保健室へと向う途中、深沢は隣を歩く、見るからに女の子の如き自分より背の低い滋を何度も見て、男子か女子か性別の判別が難しいその顔をとても奇特に思う。体つきにしても、普段、独自で鍛えている深沢と比べて華奢なもので、どう見ても戦闘には向いていない。羽田たちを助けたあの光景と併せると、世の中、見た目では判断できないと思い知らされる。
「あの、俺より歳上なんですよね?」
「はい、一応、二十歳です」
「何かスポーツをやっています?」
「いえ、あまり運動は… 得意じゃないです」
深沢は一つ相槌を打つ。
「でも、どうしてあんな不思議な力を出せるんですか? あの透明な壁みたいな…」
「僕も、正直に言うと何でできるかわからないんです。遺伝というか生まれながらの才能だって話みたいなんだけど、あまり詳しくなくて。でも、どうして?」
「いえ、ちょっと興味があって。自分にはない才能ですからね。ちなみに努力もなしに、ですか?」
「出せるというのは才能みたいだけど、一応、僕も訓練はしていて。ただ、まだまだ全然使えこなせていなくて。僕たちの力を羨ましいって言う人もいるけど、僕なんかは同じ業界では下手もいいところだから」
「なるほど、才能はあっても人にはそれぞれ悩みがあるということですか。それでもクラスのやんちゃで我の強い奴らなら羨ましがるだろうなぁ」
興味があると言いながら、自身は特別に羨ましいわけでもないように振る舞う深沢を見て、滋はその性格に自分とどこか似た匂いを感じ取る。

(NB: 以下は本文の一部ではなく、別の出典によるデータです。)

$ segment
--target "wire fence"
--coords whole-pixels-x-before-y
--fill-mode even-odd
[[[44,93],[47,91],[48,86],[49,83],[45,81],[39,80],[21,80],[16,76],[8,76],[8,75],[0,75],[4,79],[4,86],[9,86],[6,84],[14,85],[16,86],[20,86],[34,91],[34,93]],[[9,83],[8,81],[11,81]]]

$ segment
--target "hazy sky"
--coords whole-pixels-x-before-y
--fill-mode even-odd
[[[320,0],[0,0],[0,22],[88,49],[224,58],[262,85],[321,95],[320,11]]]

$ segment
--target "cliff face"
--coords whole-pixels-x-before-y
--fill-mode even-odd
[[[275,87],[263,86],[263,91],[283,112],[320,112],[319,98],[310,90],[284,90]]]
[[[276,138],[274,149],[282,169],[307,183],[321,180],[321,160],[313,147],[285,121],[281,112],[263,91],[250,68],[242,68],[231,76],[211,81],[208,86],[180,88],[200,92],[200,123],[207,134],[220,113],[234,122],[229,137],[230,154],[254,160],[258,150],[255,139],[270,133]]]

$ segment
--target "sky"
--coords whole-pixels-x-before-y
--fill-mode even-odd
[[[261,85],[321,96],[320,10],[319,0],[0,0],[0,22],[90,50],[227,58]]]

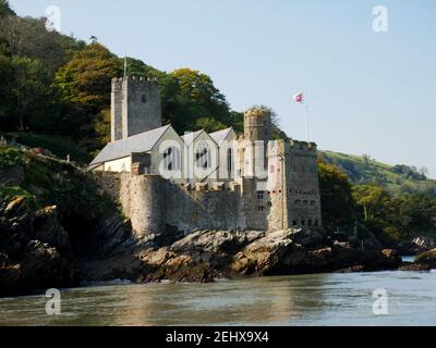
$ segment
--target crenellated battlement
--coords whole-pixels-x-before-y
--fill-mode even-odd
[[[112,84],[120,84],[123,82],[140,82],[140,83],[153,83],[158,85],[157,78],[144,77],[144,76],[125,76],[125,77],[113,77]]]
[[[315,142],[291,140],[290,148],[293,151],[317,152],[317,145]]]

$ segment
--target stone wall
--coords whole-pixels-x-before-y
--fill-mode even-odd
[[[130,77],[123,83],[123,138],[161,126],[159,85],[154,80]]]
[[[316,145],[291,141],[287,147],[289,225],[320,226],[320,196]]]
[[[99,173],[138,237],[170,229],[278,231],[322,225],[316,145],[270,141],[268,179],[172,183],[159,175]]]
[[[143,77],[112,79],[111,139],[125,139],[161,126],[161,101],[157,82]]]

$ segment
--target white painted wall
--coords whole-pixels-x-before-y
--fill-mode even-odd
[[[130,172],[132,167],[132,158],[125,157],[122,159],[105,162],[105,172]]]

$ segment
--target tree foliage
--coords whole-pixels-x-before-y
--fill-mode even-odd
[[[354,202],[348,176],[339,167],[318,163],[323,222],[327,229],[352,227]]]

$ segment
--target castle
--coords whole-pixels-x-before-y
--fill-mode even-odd
[[[279,231],[322,226],[313,142],[272,140],[255,107],[244,134],[180,136],[161,124],[156,80],[112,79],[111,142],[90,163],[138,236],[168,231]]]

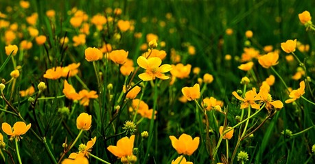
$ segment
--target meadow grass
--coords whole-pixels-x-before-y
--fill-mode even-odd
[[[1,163],[315,162],[314,30],[298,16],[314,14],[312,1],[28,3],[0,0]],[[84,38],[75,40],[79,34]],[[286,53],[281,44],[294,39],[294,51]],[[128,51],[130,61],[115,50]],[[155,50],[160,56],[152,57]],[[268,68],[261,64],[266,54]],[[150,67],[160,62],[166,65]],[[250,62],[248,69],[240,66]],[[167,70],[156,73],[161,68]],[[156,78],[139,76],[148,72]],[[296,99],[285,102],[292,92]],[[5,122],[21,122],[30,129],[16,125],[8,132]],[[187,138],[176,144],[170,137],[183,133],[199,139],[196,150]],[[73,152],[77,161],[69,159]]]

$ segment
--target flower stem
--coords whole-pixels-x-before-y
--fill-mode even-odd
[[[98,161],[101,161],[101,162],[102,162],[102,163],[104,163],[110,164],[110,163],[107,162],[107,161],[104,161],[104,160],[103,160],[103,159],[99,158],[98,156],[96,156],[92,154],[91,153],[89,153],[89,155],[91,156],[92,156],[92,157],[93,157],[93,158],[95,159],[97,159]]]
[[[18,140],[19,140],[19,137],[15,137],[15,147],[16,148],[16,154],[19,160],[19,163],[22,164],[22,161],[21,160],[21,156],[20,156],[20,152],[19,151],[19,144],[18,144]]]

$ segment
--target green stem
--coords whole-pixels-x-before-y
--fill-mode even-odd
[[[15,137],[15,147],[16,148],[16,154],[19,159],[19,163],[22,164],[22,161],[21,160],[20,152],[19,151],[19,144],[18,140],[19,137]]]
[[[93,158],[95,159],[97,159],[98,161],[101,161],[101,162],[102,162],[102,163],[104,163],[110,164],[110,163],[107,162],[107,161],[104,161],[104,160],[103,160],[103,159],[99,158],[98,156],[96,156],[92,154],[91,153],[89,153],[89,155],[91,156],[92,156],[92,157],[93,157]]]

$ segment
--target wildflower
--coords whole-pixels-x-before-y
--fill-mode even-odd
[[[268,53],[267,55],[262,55],[258,58],[258,62],[265,68],[269,68],[270,66],[278,64],[279,54],[276,52]]]
[[[46,70],[44,74],[44,78],[56,80],[62,75],[62,68],[60,66],[53,67]]]
[[[296,47],[296,39],[294,40],[288,40],[285,42],[282,42],[281,46],[282,50],[287,53],[294,52]]]
[[[11,73],[10,74],[10,75],[14,78],[14,79],[16,79],[18,78],[19,76],[20,76],[20,72],[19,71],[19,70],[12,70],[11,72]]]
[[[115,50],[109,53],[109,58],[115,64],[124,64],[127,60],[129,52],[124,50]]]
[[[70,100],[80,100],[81,96],[75,92],[73,87],[68,83],[67,80],[65,80],[62,93],[65,96]]]
[[[305,92],[304,90],[305,89],[305,83],[304,81],[300,82],[300,87],[297,90],[294,90],[290,92],[289,97],[291,98],[290,99],[286,100],[285,102],[285,103],[291,103],[295,101],[296,99],[300,98],[302,95],[303,95]]]
[[[89,131],[92,124],[92,115],[82,113],[77,118],[77,128],[79,130]]]
[[[19,92],[19,93],[21,97],[31,96],[34,93],[35,93],[35,88],[34,88],[34,87],[31,85],[30,87],[26,89],[26,90],[21,90]]]
[[[203,81],[205,83],[211,83],[212,81],[213,81],[213,76],[212,74],[210,74],[209,73],[206,73],[203,75]]]
[[[258,96],[260,97],[260,100],[266,103],[266,109],[270,111],[272,109],[272,107],[277,109],[281,109],[283,107],[283,104],[280,100],[272,100],[271,95],[268,93],[268,90],[266,88],[261,88],[258,93]]]
[[[311,20],[312,20],[312,16],[311,14],[308,11],[304,11],[301,14],[299,14],[299,19],[300,19],[300,21],[302,24],[305,25],[305,23],[307,23],[310,22],[310,24],[312,24]]]
[[[182,159],[182,160],[180,161],[180,159]],[[180,163],[179,163],[179,161],[180,161]],[[193,164],[192,162],[187,162],[186,161],[186,158],[183,157],[183,155],[177,157],[176,159],[172,161],[172,164],[178,164],[178,163],[180,163],[180,164]]]
[[[125,137],[118,140],[117,146],[109,146],[107,150],[119,159],[126,158],[132,155],[134,141],[135,135],[131,135],[130,138]]]
[[[46,40],[47,38],[45,36],[38,36],[35,38],[35,40],[38,45],[43,45],[45,42],[46,42]]]
[[[259,100],[259,98],[257,96],[257,94],[256,92],[256,88],[253,87],[252,90],[249,90],[245,93],[245,98],[243,98],[238,96],[236,92],[233,92],[232,94],[235,96],[236,98],[242,101],[241,103],[240,109],[244,109],[248,107],[250,105],[252,108],[259,109],[260,105],[257,104],[255,101]]]
[[[2,123],[2,131],[7,135],[10,135],[10,139],[17,137],[18,140],[23,139],[21,135],[25,134],[25,133],[31,128],[31,123],[26,125],[24,122],[16,122],[13,125],[13,128],[11,125],[6,122]]]
[[[137,62],[140,67],[145,69],[145,72],[138,75],[143,81],[154,80],[156,77],[163,80],[166,80],[170,78],[163,73],[171,70],[172,66],[170,64],[163,64],[161,66],[162,60],[159,57],[150,57],[147,59],[145,57],[140,56],[138,57]]]
[[[189,77],[190,71],[191,70],[191,65],[188,64],[186,66],[184,66],[184,64],[180,63],[176,66],[172,65],[172,69],[171,70],[170,72],[174,77],[180,79]]]
[[[224,132],[225,132],[226,131],[228,131],[229,128],[231,128],[231,127],[226,127],[225,128],[225,131]],[[220,132],[220,135],[222,135],[222,133],[224,133],[223,132],[223,126],[220,126],[220,128],[219,128],[219,132]],[[231,130],[230,131],[229,131],[228,133],[226,133],[226,134],[225,134],[223,137],[222,137],[222,139],[231,139],[233,137],[233,134],[234,133],[234,128]]]
[[[199,84],[194,85],[194,87],[185,87],[182,88],[182,93],[188,100],[194,100],[200,97],[200,88]]]
[[[180,154],[183,154],[184,155],[191,155],[196,150],[197,150],[199,146],[199,137],[196,137],[192,139],[191,136],[183,133],[178,138],[175,136],[170,136],[170,139],[172,141],[172,146]]]
[[[136,98],[137,95],[138,95],[139,92],[141,90],[141,87],[137,85],[134,87],[131,90],[130,90],[128,93],[127,95],[126,96],[126,98],[130,98],[130,99],[134,99]],[[126,88],[126,86],[124,85],[123,87],[123,91],[124,93],[126,93],[127,92],[127,90]]]
[[[94,146],[94,144],[96,142],[96,137],[94,137],[94,138],[91,139],[90,141],[89,141],[86,144],[81,144],[79,145],[79,152],[78,153],[76,152],[73,152],[70,154],[69,156],[69,159],[77,159],[78,157],[83,157],[86,156],[89,158],[89,154],[90,154],[90,152],[92,151],[92,148]]]
[[[240,66],[238,66],[237,68],[240,69],[240,70],[244,70],[244,71],[248,71],[252,69],[253,66],[254,66],[254,62],[249,62],[248,63],[246,63],[246,64],[241,64]]]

「深沢さん、でしたっけ? は、クラスの委員長か何かですか?」
「いえいえ、まさか。そんな柄じゃないですよ。そんな風に見えます?」
「うん、先生の信頼を得ているみたいだったから、てっきり」
「あれは偶然、先生と一緒に行動することになったからです。自分には先頭に立ったり、みんなをまとめたりする、そんな才能はないですよ。むしろ後ろのほうでひっそりと動いて、それとなく支援しているといった立ち位置のほうが俺はいいです」
自身が望む地位と、他人が見抜いた才能とでは案外に差がある。深沢もその典型と見える。超能力を羨ましがるというクラスの我の強い面々とこの深沢は、希望する自身の姿のベクトルは違っても、抱くもどかしさは同じ質である。